Yet victory does not follow. A British end-run through Norway, made for unclear reasons — possibly for either Swedish iron ore through Narvik or Norwegian naval bases (or both) — fails spectacularly. Churchill's bright idea does nothing more than drive the furious Norwegians into the Central Powers' camp. France proves unable to cross the Rhine and the Germans on that front soon rally. Austria-Hungary, despite its clear weakness, remains united, and though Bulgaria wavers as a German ally she never abandons Berlin entirely. Only the Low Countries campaign still shows promise for the Entente by the end of 1941, but Hamburg still remains unconquered. By February 1942, the German Army feels confident enough to launch counter-offensives against the British outside Hamburg and the Russians in the Ukraine.
In North America, the post-Blackbeard season proves uninspiring for both sides. Shortly after Sandusky fell, Jake Featherston declares that he will make peace with the U.S. if his 'reasonable' demands are met.
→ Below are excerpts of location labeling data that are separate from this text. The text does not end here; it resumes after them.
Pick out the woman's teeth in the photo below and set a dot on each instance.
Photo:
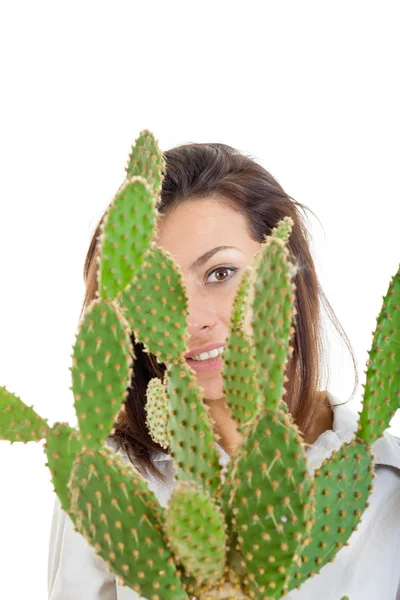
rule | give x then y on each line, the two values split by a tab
208	355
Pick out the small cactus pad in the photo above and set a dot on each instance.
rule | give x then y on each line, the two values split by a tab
157	409
61	447
283	229
190	432
273	312
382	388
195	527
123	243
238	371
271	500
146	160
19	422
101	371
120	516
155	306
343	485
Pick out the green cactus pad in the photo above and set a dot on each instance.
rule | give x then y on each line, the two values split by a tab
273	312
190	431
155	306
195	527
343	485
123	244
157	409
238	371
61	447
271	500
19	422
283	229
146	160
121	518
101	371
382	388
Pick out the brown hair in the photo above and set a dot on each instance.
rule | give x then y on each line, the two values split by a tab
199	170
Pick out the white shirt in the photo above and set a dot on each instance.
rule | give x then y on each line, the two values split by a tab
368	569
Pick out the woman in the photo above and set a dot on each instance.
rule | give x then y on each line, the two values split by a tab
216	207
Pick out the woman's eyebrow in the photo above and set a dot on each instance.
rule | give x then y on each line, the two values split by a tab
207	255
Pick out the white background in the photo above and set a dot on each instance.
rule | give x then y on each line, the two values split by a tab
310	89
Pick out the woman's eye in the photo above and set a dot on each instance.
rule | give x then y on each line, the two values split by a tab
218	272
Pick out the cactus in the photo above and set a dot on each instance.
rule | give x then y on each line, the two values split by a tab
267	525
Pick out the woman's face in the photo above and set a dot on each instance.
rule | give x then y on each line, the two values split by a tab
191	230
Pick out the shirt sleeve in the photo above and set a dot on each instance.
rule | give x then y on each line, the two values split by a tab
74	569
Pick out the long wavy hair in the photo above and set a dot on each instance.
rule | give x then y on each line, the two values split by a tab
200	170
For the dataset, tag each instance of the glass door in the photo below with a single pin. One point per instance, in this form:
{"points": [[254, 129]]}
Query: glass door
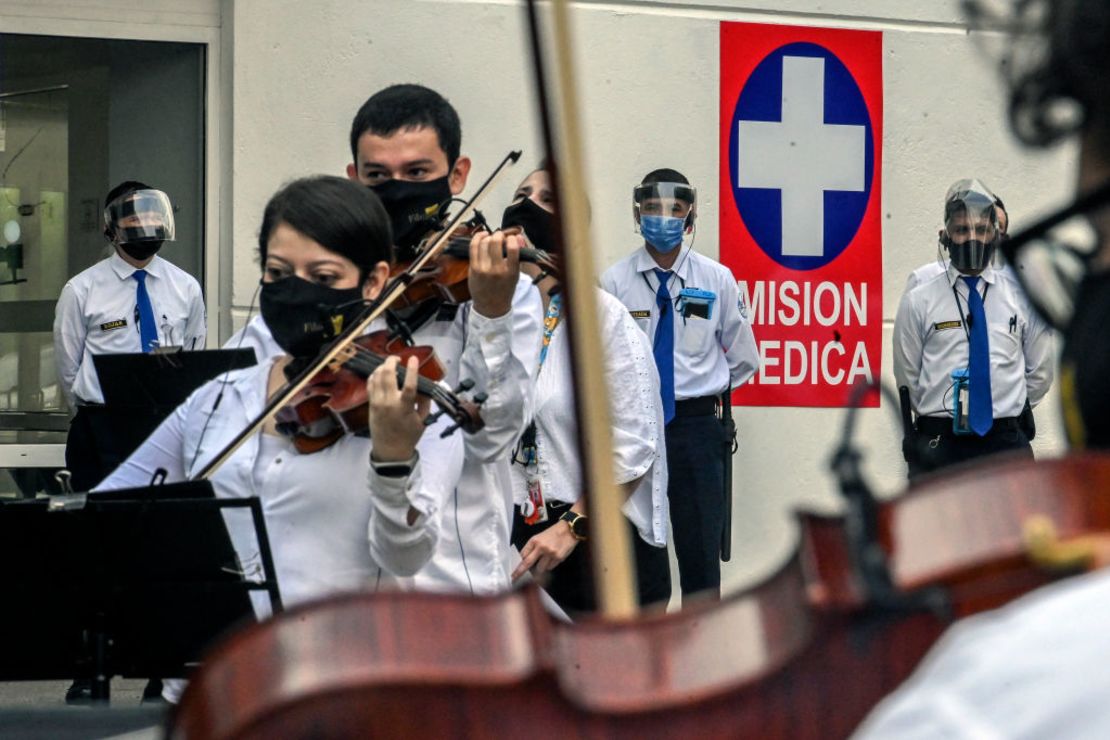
{"points": [[77, 117]]}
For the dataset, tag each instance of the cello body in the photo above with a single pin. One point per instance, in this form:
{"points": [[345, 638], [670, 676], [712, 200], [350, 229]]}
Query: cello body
{"points": [[800, 655]]}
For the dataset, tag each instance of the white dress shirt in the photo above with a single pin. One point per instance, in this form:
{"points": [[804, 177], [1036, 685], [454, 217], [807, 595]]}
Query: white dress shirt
{"points": [[636, 408], [334, 524], [473, 554], [1033, 669], [709, 354], [97, 315], [930, 270], [930, 342]]}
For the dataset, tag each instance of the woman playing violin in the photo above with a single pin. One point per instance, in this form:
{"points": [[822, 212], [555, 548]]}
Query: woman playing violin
{"points": [[361, 513], [550, 524]]}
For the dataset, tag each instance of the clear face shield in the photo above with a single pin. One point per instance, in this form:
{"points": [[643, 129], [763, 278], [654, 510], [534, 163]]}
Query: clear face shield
{"points": [[663, 212], [971, 232], [141, 215]]}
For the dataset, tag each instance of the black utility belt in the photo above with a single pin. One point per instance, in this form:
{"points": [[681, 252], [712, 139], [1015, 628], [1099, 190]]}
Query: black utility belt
{"points": [[942, 425], [702, 406]]}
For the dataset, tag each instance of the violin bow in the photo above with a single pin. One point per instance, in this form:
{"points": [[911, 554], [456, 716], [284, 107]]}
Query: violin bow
{"points": [[391, 292], [612, 556]]}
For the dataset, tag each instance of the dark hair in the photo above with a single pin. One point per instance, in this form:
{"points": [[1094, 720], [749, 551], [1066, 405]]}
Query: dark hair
{"points": [[123, 188], [1057, 67], [409, 107], [336, 213], [664, 174]]}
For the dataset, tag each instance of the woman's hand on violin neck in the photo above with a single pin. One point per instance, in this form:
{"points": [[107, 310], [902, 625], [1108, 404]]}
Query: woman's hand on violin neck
{"points": [[495, 264], [545, 550], [396, 415]]}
All the 'unredeemed territory' is to be handed back, the post-Great War reparations that destroyed the C.S. economy are to be repaid and the Northern (but not Southern) side of the border is to be demilitarized. Smith replies that night with the heaviest air raid on Richmond yet, but not before announcing on the wireless "I have not yet begun to fight!"
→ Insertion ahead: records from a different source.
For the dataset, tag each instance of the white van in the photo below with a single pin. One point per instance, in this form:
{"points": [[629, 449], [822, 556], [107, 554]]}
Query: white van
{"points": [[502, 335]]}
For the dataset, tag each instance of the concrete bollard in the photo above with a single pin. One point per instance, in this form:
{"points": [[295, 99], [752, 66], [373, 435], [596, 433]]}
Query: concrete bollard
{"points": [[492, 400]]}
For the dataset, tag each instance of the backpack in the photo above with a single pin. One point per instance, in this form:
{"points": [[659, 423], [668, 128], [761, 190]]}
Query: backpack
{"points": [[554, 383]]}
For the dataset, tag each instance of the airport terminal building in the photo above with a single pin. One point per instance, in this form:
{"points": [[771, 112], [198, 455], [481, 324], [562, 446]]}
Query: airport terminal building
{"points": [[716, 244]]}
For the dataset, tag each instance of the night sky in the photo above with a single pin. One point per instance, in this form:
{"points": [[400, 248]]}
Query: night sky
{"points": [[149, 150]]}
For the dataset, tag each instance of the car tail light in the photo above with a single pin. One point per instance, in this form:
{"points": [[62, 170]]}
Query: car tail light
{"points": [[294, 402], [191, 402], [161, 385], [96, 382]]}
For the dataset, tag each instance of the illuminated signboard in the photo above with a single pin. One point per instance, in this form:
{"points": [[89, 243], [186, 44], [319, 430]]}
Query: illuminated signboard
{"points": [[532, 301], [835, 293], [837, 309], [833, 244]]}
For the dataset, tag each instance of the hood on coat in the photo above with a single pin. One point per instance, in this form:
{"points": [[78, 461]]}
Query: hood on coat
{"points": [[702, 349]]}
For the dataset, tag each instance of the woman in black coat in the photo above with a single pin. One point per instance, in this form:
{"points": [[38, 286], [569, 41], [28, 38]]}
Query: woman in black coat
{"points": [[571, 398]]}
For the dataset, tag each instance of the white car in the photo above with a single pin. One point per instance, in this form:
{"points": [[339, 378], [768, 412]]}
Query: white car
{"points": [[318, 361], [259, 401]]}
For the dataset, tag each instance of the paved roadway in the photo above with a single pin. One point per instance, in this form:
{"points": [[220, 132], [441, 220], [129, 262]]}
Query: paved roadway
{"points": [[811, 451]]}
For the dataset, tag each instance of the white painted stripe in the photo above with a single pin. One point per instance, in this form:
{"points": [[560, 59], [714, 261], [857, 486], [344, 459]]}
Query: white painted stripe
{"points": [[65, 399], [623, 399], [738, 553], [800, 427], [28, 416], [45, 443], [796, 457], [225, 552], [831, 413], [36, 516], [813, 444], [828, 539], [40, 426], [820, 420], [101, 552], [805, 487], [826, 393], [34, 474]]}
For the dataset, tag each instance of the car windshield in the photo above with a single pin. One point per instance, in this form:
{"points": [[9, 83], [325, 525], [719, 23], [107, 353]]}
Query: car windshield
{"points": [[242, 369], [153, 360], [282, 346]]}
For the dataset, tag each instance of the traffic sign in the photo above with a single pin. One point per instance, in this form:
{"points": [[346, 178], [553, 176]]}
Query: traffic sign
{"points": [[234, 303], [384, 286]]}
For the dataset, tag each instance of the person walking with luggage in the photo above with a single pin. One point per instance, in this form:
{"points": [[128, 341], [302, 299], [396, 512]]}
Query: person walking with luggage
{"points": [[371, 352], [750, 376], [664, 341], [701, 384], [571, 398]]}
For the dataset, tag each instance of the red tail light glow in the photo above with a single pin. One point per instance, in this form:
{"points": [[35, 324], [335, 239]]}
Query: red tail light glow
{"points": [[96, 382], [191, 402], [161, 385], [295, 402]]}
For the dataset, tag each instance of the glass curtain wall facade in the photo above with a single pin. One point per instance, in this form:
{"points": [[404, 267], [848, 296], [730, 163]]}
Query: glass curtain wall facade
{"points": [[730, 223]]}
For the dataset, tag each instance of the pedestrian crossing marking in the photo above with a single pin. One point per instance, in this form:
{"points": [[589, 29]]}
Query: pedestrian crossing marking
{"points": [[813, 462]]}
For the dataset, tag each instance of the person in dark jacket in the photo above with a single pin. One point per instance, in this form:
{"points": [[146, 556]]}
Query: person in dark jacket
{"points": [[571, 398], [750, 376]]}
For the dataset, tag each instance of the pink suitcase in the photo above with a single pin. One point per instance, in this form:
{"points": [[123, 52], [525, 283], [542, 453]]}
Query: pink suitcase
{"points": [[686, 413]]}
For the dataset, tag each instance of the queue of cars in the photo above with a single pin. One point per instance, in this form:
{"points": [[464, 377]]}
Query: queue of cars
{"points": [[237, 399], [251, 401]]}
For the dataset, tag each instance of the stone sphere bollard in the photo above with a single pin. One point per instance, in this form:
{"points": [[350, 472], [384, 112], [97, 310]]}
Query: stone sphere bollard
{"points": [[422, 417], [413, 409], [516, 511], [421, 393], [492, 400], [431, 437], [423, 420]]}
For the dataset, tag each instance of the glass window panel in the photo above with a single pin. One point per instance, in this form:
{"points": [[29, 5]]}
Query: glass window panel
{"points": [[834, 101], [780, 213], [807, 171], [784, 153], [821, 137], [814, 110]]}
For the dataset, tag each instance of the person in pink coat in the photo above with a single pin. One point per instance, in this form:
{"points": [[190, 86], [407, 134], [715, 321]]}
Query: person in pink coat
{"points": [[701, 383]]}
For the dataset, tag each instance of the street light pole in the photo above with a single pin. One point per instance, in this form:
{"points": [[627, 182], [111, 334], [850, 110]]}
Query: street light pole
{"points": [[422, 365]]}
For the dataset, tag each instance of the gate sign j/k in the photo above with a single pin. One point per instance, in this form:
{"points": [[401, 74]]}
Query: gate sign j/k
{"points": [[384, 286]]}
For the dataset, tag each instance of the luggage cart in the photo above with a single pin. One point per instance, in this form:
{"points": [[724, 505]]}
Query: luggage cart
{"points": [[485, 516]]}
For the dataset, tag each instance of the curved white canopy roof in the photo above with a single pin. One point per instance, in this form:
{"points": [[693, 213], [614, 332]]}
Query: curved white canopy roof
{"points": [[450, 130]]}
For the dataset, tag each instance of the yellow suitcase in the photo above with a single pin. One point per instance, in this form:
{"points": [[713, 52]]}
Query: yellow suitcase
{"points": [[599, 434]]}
Yet despite Smith's bravado, the situation for the U.S. seemed bleak into February 1942. A counter-attack in northern Virginia under Daniel MacArthur soon bogs down. With too many men sandwiched between the Appalachians and the Atlantic, the U.S. Army crosses the Rappahannock River but is held at the Rapidan line. A subsequent Confederate counterattack under Patton fails to dislodge the U.S., and both sides settle in for the winter.
After the stalling of the Virginia front, Featherston realizes that another knock-out blow is needed, and begins planning for a drive eastwards in the spring of 1942. Ohio remains quiet, with nothing more than local offensives. The revolt in Utah shows no signs of ending; by Christmas 1941 U.S. forces are stalled within Provo.
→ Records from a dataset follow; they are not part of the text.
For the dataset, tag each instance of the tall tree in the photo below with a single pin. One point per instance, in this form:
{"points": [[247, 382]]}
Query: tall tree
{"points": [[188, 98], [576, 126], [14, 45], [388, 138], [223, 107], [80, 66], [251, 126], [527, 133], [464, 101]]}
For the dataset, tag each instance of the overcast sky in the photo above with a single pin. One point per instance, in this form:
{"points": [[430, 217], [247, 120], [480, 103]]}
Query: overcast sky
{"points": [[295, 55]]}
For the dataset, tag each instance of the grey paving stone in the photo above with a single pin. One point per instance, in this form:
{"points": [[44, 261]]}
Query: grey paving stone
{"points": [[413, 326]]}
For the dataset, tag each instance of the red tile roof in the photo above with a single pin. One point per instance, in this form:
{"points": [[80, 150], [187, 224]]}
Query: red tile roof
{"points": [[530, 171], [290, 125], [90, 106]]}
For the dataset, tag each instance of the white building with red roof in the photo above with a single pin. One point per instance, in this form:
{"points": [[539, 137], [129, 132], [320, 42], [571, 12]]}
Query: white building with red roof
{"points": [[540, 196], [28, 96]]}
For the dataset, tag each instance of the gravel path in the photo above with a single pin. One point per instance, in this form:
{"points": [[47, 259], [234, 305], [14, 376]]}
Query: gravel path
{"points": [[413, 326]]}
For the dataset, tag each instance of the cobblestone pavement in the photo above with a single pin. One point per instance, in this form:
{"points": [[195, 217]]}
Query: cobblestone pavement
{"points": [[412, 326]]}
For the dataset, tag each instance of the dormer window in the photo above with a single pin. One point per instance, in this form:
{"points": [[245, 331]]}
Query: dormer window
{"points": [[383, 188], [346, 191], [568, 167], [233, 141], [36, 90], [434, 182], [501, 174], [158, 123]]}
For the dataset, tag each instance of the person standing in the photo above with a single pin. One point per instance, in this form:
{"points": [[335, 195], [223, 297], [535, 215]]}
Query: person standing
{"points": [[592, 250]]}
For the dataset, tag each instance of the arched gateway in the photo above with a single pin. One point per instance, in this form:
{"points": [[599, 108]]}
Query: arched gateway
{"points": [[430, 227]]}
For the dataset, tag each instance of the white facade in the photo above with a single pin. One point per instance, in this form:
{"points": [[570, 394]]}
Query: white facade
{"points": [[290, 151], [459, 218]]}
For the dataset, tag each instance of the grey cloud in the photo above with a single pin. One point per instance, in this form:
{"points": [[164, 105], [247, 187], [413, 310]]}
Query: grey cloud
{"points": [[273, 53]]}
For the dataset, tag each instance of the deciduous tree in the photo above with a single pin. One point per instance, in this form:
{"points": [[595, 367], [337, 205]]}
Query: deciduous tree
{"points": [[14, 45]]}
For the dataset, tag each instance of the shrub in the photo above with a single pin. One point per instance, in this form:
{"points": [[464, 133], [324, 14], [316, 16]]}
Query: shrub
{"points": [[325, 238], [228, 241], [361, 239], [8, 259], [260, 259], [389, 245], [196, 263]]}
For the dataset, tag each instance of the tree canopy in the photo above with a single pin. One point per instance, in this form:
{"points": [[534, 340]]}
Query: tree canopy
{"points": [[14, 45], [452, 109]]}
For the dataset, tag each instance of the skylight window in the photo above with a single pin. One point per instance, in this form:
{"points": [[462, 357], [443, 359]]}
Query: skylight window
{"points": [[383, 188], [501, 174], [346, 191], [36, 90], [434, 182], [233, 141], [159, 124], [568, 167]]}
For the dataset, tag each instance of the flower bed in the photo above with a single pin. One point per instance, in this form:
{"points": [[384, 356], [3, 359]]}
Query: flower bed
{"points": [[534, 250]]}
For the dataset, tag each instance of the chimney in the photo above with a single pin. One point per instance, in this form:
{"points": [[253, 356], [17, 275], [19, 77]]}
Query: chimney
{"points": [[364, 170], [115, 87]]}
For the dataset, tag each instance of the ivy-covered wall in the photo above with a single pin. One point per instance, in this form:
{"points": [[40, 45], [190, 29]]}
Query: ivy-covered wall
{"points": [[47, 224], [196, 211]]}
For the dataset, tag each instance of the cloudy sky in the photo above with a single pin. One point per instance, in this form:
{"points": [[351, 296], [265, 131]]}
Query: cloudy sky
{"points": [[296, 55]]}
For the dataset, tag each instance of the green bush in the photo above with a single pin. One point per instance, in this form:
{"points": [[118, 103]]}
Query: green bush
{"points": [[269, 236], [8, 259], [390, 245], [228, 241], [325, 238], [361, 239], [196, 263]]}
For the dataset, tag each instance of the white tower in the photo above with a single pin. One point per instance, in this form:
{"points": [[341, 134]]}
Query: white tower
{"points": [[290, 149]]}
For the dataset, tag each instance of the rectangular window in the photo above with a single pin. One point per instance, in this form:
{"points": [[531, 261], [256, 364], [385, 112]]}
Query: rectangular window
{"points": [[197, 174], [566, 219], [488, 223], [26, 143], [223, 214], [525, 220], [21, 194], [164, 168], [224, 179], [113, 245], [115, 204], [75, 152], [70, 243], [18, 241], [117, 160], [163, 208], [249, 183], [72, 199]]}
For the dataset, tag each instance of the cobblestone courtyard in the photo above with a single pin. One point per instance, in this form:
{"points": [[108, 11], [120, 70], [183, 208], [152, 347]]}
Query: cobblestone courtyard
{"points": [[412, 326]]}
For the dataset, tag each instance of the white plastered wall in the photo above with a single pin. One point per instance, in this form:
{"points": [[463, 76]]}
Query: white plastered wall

Neither side achieves a decisive advantage in the air war, which is characterized by Clarence Potter as a "duel with machine guns at a pace and a half." Both air forces soon resort to only night attacks on the east coast, as flak and fighters make daylight raids too costly. Farther west, daytime raids continue. On a tactical level, dive bombers prove effective at hitting ground targets but vulnerable to fighters and flak; Confederate "Asskickers" suffer enormously from both. Neither U.S. Wright-27s nor Confederate "Hound Dog" fighters have any great advantage over the other.
It is during this time that the "population reductions" in the South begin in earnest. Any black man whose passbook is out of order is immediately arrested and shipped out to a camp; in the cities Negroes are used as war plant labor while suffering reprisals for black car bombs and other terrorist acts.
In the Louisiana camps, the slaughter begins with submachine guns, a method that proved inefficient. The camps simmer at the edge of rebellion, while most guards cannot stomach the job and some commit suicide. Soon poison gas is found to be superior for the guards' minds and is more efficient. Sealed trucks are ostensibly used to transfer blacks between camps; in practice the fumes would leave them dead and ready for disposal in mass graves.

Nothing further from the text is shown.